Gagner les fractions les plus révoltées de la petite bourgeoisie dépend d’abord et avant tout de l’action de la classe ouvrière, de sa combativité, de sa détermination, de son organisation et de la capacité qu’elle affiche de prendre les rênes de la société.
Nous n’en sommes pas là ! Et en l’absence de réactions de la classe ouvrière, les revendications de la petite bourgeoisie, si elle se bat, seront étrangères voire contraires aux intérêts de la classe ouvrière. Beaucoup de petits patrons voient les prolos comme des privilégiés qui bénéficient des aides sociales, du chômage partiel… ils voient les socialistes et les communistes comme ceux qui menacent la petite propriété pour laquelle ils se battent…
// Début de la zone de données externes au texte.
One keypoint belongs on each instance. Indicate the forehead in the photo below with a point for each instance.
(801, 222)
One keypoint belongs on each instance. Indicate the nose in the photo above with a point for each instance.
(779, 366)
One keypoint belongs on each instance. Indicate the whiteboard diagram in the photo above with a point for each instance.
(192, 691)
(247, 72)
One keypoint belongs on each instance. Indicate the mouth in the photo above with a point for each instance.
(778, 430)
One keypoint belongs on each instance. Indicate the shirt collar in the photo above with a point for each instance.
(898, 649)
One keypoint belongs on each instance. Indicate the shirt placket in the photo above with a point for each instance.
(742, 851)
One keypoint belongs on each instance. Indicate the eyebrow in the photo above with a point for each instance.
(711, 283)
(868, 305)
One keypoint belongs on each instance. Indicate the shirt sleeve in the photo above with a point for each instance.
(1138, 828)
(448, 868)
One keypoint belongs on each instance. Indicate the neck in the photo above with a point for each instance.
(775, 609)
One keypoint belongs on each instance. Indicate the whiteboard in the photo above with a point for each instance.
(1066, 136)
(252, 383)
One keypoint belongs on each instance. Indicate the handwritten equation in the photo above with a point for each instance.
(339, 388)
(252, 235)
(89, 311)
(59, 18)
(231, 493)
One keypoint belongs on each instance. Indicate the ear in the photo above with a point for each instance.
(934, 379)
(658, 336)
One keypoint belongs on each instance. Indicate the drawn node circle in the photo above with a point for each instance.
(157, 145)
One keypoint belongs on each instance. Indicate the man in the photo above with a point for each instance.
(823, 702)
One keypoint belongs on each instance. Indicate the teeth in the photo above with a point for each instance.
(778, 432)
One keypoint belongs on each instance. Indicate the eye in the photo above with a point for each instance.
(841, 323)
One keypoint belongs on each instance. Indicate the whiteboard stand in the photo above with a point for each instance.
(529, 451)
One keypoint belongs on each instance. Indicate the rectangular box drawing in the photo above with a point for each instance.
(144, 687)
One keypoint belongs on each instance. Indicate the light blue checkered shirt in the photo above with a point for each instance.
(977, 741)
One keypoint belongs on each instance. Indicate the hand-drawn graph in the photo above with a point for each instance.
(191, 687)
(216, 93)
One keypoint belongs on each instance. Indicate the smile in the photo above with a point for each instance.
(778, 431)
Nous ne pouvons pas prédire que la classe ouvrière se battra et sera capable d’entraîner la petite bourgeoisie, mais c’est la seule issue et c’est pour celle-là que nous militons. C’est la raison pour laquelle il faut utiliser le temps que nous avons encore avant le déclenchement des grandes tempêtes pour développer notre propagande et construire des noyaux de travailleurs dans les entreprises susceptibles de propager une politique révolutionnaire quand la classe ouvrière se lancera vraiment dans le combat.
[1] Le tournant de l’Internationale communiste et la situation en Allemagne (26 septembre 1930).